Corporate Law Update: 24 - 30 June 2023

30 June 2023

This week:

Court interprets meaning of “material adverse change”

The High Court has interpreted the meaning of a warranty in a share sale agreement that there had been “no material adverse change” (MAC) in trading or financial position.

In reaching its decision, the court examined both the scope of the warranty and what the parties meant by a “material” change.

Finsbury Food Group plc v Axis Corporate Capital UK Ltd and others [2023] EWHC 1559 (Comm) concerned the acquisition of a food manufacturing business.

The SPA contained several contractual warranties as to the state of the target’s business, including a warranty that:

there has been no material adverse change in the trading position of any of the Group Companies or their financial position, prospects or turnover and no Group Company has had its business, profitability or prospects adversely affected by the loss of any customer representing more than 20% of the total sales of the Group Companies or by any factor not affecting similar businesses to a like extent, other than as a result of factors which have affected businesses in the same industry, in general and so far as the Warrantor is aware, there are no circumstances which are likely to give rise to any such effects

Following completion, the buyer noticed that the target had agreed changes in the recipe for two products that it supplied to a substantial customer, and it had agreed price reductions for those products with that customer.

The buyer claimed for breaches of the warranty above under its buy-side W&I policy. The underwriters refused to pay out, claiming that (among other things) these matters did not amount to a “material adverse change”.

The court was required (among other things) to interpret what the parties meant by the phrase “material adverse change” (or MAC). To do so, the judge reflected on previous cases that have considered the meaning of this phrase, as well as the text of the share sale agreement.

The judge ultimately found that a change of 10% or more to the target’s overall sales amounted to a material adverse change.

You can read more about the case in our separate in-depth piece.

New civil fines for failing to comply with Register of Overseas Entities

New legislation has come into force giving Companies House the power to levy monetary penalties for failure to comply with the requirements to register on the UK’s Register of Overseas Entities (ROE).

Overseas entities that hold certain types of real estate in the UK are required to register on the ROE and provide details of their beneficial owners (and, in some cases, managing officers and any trusts in their corporate structure).

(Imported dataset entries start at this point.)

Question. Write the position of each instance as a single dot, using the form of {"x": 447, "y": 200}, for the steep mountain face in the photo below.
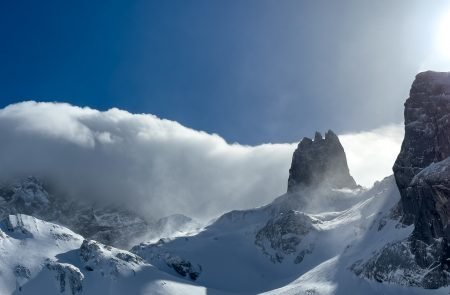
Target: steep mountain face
{"x": 422, "y": 173}
{"x": 107, "y": 224}
{"x": 325, "y": 236}
{"x": 320, "y": 162}
{"x": 38, "y": 257}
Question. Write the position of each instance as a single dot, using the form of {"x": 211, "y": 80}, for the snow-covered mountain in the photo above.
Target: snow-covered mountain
{"x": 325, "y": 235}
{"x": 105, "y": 223}
{"x": 38, "y": 257}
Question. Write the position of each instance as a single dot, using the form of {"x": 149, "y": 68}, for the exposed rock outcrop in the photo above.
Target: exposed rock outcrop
{"x": 422, "y": 174}
{"x": 321, "y": 161}
{"x": 108, "y": 224}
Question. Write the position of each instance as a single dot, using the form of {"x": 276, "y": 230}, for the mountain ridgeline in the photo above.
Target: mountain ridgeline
{"x": 325, "y": 236}
{"x": 320, "y": 162}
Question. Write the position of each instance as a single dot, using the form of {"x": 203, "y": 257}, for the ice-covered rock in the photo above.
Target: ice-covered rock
{"x": 422, "y": 174}
{"x": 156, "y": 254}
{"x": 69, "y": 278}
{"x": 283, "y": 234}
{"x": 320, "y": 162}
{"x": 105, "y": 223}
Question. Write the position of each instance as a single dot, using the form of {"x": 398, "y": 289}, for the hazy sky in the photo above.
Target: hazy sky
{"x": 159, "y": 167}
{"x": 252, "y": 71}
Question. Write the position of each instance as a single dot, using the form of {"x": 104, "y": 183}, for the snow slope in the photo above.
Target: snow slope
{"x": 279, "y": 251}
{"x": 38, "y": 257}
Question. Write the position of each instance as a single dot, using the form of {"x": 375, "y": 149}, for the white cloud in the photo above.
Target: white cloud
{"x": 157, "y": 166}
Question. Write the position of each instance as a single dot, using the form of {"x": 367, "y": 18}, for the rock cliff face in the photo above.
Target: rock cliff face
{"x": 321, "y": 161}
{"x": 422, "y": 174}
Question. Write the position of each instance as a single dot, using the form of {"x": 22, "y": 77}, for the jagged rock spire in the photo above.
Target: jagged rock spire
{"x": 321, "y": 161}
{"x": 420, "y": 169}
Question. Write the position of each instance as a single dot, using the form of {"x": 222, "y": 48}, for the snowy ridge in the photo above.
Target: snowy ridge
{"x": 38, "y": 257}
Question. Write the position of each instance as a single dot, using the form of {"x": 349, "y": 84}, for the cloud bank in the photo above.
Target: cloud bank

Information on the entity, its beneficial owners and its managing officers is publicly available at no cost. (Information on trusts is not publicly available.)

Under the new regulations, if Companies House believes a person has committed an offence under the ROE regime, it can send them a “warning notice” explaining why it believes an offence has occurred and giving them at least 28 days to make representations.

If, after that period, Companies House is satisfied beyond reasonable doubt that the person has committed an offence, it may issue a monetary penalty up to the maximum amount of any fine a court could impose for that offence.

Last week, Companies House published new guidance on how it would use its new enforcement powers. For more information, see our previous Corporate Law Update.

First two Sustainability Disclosure Standards published

The International Sustainability Standards Board (ISSB) has published its first two IFRS Sustainability Disclosure Standards.

The ISSB originally consulted on the new standards in April 2022 (see our previous Corporate Law Update).

IFRS S1 sets out general requirements for the disclosure of sustainability-related financial information. These integrate into a company’s general financial reporting, so that disclosures on sustainability-related risks and opportunities are presented alongside other information.

IFRS S2 sets out more specific climate-related disclosures. These draw heavily on the recommendations and recommended disclosures in the final report of the Task Force on Climate-related Financial Disclosures (the TCFD).

The standards do not automatically form part of the UK financial reporting framework. In May 2022, the Financial Reporting Council (FRC) asked for UK stakeholder views on the draft standards through a short survey in order to inform its own response to the drafts.

We can now expect the FRC to confirm, in due course, how and to what extent the standards will be incorporated in the UK financial reporting standards.